41. Charbgoo F, Bin Ahmad M, Darroudi M. Cerium oxide nanoparticles: green synthesis and biological applications. International J Nanomedicine. 2017; 12: 1401-1413. doi:10.2147/IJN.S124855

42. Ge J, Zhong L, Zhao L, Tang B, Song W. Layered nanoporous cerium oxide nanoparticles with high surface area: synthesis, characterization and catalytic activity. J Nanosci Nanotechnology. 2011;11(1):125–130. doi:10.1166/jnn.2011.2999

43. Nyoka M, Choonara YE, Kumar P, Kondiah PPD, Pillay V. Using various methods to synthesize cerium oxide nanoparticles: impact on biomedical applications. Nanomaterials (Basel). 2020;10(2):242. doi:10.3390/nano10020242

44. Morlando A, Chaki Borrás M, Rehman Y, etc.
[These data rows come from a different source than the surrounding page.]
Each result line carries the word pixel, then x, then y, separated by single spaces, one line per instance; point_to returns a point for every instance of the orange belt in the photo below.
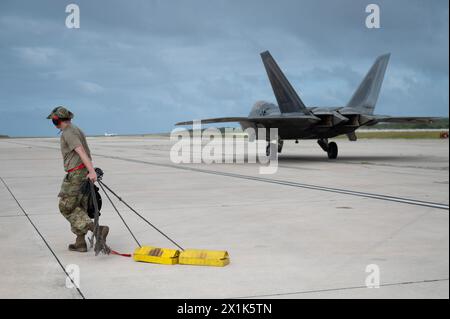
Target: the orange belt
pixel 76 168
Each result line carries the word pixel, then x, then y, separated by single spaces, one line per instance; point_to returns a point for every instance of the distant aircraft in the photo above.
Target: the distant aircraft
pixel 296 121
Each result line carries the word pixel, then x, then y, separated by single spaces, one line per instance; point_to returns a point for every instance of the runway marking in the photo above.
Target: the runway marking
pixel 341 289
pixel 42 237
pixel 403 200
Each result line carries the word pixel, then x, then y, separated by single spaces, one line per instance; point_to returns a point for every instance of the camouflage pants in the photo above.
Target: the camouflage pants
pixel 72 202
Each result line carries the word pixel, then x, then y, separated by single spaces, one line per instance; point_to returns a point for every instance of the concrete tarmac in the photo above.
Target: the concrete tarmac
pixel 302 232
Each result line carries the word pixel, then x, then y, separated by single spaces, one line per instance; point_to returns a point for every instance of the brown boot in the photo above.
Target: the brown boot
pixel 100 244
pixel 80 245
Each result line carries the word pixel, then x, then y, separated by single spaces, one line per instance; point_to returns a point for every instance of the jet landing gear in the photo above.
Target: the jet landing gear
pixel 280 143
pixel 330 148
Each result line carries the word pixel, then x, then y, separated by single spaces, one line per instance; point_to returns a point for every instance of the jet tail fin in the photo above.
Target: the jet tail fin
pixel 287 98
pixel 366 96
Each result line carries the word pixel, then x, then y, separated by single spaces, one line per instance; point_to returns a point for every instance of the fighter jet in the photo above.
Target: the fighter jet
pixel 295 121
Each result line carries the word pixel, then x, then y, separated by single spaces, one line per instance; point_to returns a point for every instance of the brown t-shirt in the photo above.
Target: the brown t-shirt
pixel 72 137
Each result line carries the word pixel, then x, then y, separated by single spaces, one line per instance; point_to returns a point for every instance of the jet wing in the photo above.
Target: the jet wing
pixel 407 119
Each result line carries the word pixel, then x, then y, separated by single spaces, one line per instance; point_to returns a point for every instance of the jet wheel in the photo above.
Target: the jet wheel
pixel 332 150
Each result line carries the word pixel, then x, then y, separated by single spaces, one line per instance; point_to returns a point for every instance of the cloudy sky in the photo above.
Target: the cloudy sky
pixel 140 66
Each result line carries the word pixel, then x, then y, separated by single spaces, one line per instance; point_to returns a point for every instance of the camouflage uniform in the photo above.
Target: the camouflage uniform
pixel 72 202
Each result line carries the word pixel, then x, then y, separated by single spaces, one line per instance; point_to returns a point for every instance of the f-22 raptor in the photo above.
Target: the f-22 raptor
pixel 295 121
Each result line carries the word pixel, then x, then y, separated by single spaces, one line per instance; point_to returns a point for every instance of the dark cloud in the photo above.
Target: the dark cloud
pixel 140 66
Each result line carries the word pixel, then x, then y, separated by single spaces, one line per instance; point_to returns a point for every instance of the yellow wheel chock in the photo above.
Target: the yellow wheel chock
pixel 167 256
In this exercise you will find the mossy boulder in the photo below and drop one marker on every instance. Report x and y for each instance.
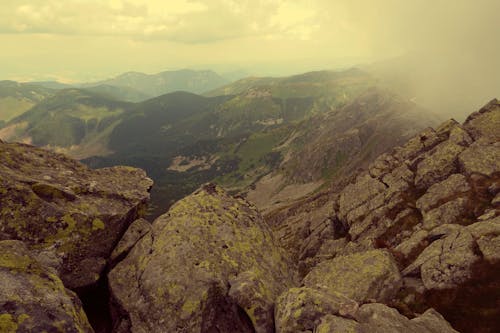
(209, 264)
(379, 318)
(301, 309)
(33, 298)
(365, 276)
(67, 212)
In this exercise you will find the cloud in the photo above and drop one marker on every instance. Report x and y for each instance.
(185, 21)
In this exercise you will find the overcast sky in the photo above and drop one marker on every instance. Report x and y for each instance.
(72, 40)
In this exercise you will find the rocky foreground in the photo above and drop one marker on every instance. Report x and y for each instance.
(411, 245)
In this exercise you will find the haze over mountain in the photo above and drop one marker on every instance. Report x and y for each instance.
(249, 129)
(266, 166)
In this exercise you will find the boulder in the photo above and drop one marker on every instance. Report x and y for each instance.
(210, 264)
(480, 159)
(484, 124)
(66, 211)
(364, 276)
(134, 233)
(446, 263)
(301, 309)
(437, 164)
(379, 318)
(33, 298)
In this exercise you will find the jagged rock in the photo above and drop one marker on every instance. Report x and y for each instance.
(487, 236)
(379, 318)
(450, 212)
(484, 124)
(359, 197)
(33, 298)
(210, 263)
(363, 277)
(301, 309)
(480, 159)
(439, 193)
(336, 324)
(134, 233)
(422, 142)
(432, 203)
(55, 204)
(414, 245)
(439, 163)
(447, 262)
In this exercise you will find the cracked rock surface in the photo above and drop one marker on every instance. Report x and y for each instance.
(433, 204)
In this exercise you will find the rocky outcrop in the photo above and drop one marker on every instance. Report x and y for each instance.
(209, 264)
(379, 318)
(432, 203)
(33, 298)
(365, 276)
(71, 216)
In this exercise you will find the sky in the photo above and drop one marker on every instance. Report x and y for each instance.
(74, 40)
(443, 53)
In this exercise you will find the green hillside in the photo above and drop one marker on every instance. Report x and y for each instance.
(165, 82)
(125, 94)
(16, 98)
(304, 128)
(72, 118)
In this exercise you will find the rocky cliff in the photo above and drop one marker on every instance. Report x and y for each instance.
(409, 245)
(432, 207)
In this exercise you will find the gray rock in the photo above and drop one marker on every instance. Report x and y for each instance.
(210, 263)
(301, 309)
(438, 164)
(364, 276)
(447, 262)
(33, 298)
(480, 159)
(134, 233)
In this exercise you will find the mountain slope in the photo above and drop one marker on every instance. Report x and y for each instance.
(433, 203)
(73, 121)
(165, 82)
(125, 94)
(16, 98)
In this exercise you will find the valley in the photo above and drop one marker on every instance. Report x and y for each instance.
(297, 133)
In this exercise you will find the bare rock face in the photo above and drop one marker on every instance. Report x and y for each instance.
(210, 264)
(301, 309)
(365, 276)
(70, 215)
(33, 298)
(432, 203)
(378, 318)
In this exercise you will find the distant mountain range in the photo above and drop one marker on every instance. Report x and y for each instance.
(136, 86)
(274, 139)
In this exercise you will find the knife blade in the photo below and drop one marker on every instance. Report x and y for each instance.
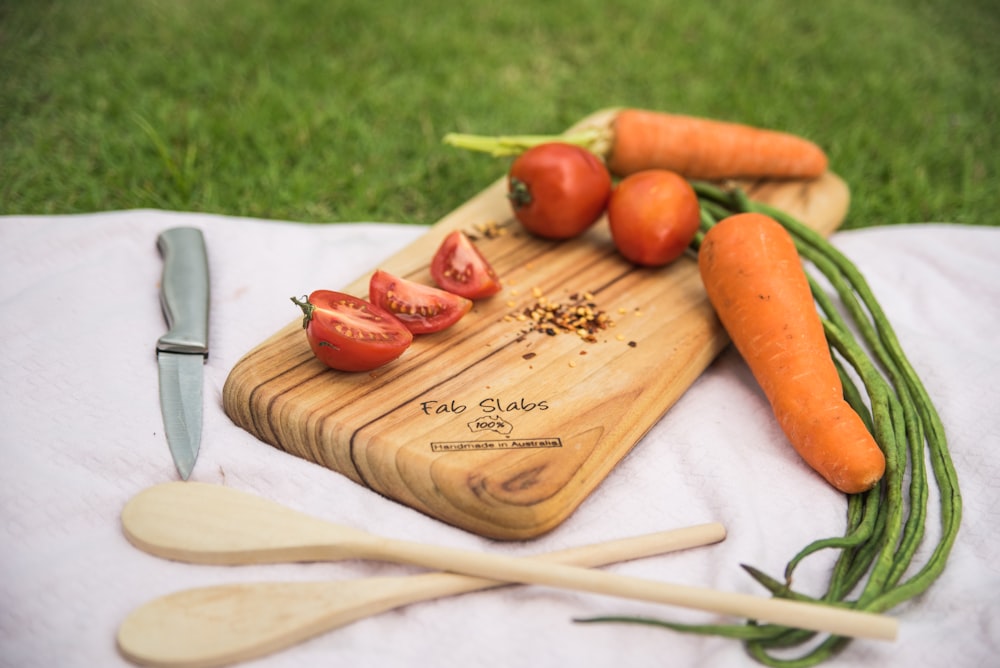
(182, 351)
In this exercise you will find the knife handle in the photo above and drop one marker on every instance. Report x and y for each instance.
(184, 290)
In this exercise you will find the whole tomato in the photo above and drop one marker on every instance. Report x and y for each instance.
(653, 216)
(558, 190)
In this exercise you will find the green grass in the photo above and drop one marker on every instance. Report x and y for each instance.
(328, 111)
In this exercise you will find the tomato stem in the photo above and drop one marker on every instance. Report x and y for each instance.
(519, 193)
(307, 309)
(593, 139)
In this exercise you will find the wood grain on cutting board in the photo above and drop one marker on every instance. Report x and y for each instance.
(490, 426)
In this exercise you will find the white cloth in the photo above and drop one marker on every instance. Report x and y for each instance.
(81, 432)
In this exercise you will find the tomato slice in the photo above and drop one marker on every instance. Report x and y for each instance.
(422, 308)
(461, 269)
(351, 334)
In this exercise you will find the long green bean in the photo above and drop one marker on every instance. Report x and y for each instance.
(886, 525)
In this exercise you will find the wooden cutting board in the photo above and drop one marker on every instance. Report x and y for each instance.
(489, 425)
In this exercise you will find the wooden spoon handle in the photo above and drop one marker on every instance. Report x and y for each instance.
(803, 615)
(214, 626)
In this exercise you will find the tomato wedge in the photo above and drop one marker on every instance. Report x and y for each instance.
(350, 334)
(461, 269)
(422, 308)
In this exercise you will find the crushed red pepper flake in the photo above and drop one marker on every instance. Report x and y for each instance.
(488, 230)
(578, 315)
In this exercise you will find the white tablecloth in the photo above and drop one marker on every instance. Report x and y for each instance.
(81, 432)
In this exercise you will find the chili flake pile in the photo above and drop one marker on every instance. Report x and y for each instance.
(579, 315)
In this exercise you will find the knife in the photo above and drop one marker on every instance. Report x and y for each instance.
(182, 351)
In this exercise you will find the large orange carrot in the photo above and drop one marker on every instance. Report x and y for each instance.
(755, 281)
(633, 140)
(701, 148)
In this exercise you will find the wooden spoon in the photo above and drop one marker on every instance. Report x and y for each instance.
(214, 626)
(204, 523)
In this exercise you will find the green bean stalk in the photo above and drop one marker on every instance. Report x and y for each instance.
(874, 569)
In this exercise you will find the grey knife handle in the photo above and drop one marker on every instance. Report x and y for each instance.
(184, 290)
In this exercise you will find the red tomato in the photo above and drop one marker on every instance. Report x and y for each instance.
(461, 269)
(558, 190)
(422, 308)
(350, 334)
(653, 216)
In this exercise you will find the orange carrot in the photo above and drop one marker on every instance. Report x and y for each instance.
(755, 281)
(634, 140)
(700, 148)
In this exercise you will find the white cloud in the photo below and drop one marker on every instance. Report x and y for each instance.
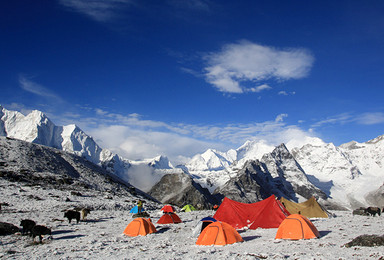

The development of CeO2 nanodots coated TiO2 nanoparticles has reduced photocatalytic activity and increased biocompatibility to human keratinocyte cell lines. J Mater Chem B. 2020;8(18):4016-4028. doi:10.1039/D0TB00629G

45. Lin YH, Shen LJ, Chou TH, Shih YH. Synthesis, stability and cytotoxicity of novel cerium oxide nanoparticles for biomedical applications. J Cluster Science. 2020.doi:10.1007/s10876-020-01798-4

46. ​​Jyothi PSP, Anitha B, Smitha S, Vibitha BV, Krishna PGA, Tharayil NJ. DNA-assisted synthesis of nano-cerium oxide, the size of which depends on the structure and optical properties of optoelectronic applications. Bull female science. 2020; 43(1):119. doi:10.1007/s12034-020-02102-w

47. Zhao X, Suo H, Zhang Z, Guo C. Upconverting CeO2: yb3+/Tm3+ hollow nanospheres are used for photothermal sterilization and deep tissue imaging in the first biological window. Ceramics International 2019; 45 (17, Part A): 21910–21916. doi:10.1016/j.ceramint.2019.07.202

48. Rahdar A, Aliahmad M, Hajinezhad MR, Samani M. Xanthan gum-stabilized nano-cerium oxide: Synthesis, characterization, and study of biochemical changes caused by nanoparticles in rat peritoneum based on green chemistry. J Mol structure. 2018; 1173: 166-172. doi:10.1016/j.molstruc.2018.06.092

49. Pujar MS, Hunagund SM, Barretto DA, etc. The synthesis of cerium oxide nanoparticles and the effect of surface morphology on biological activity. Bull female science. 2020; 43(1). doi: 10.1007/s12034-019-1962-6.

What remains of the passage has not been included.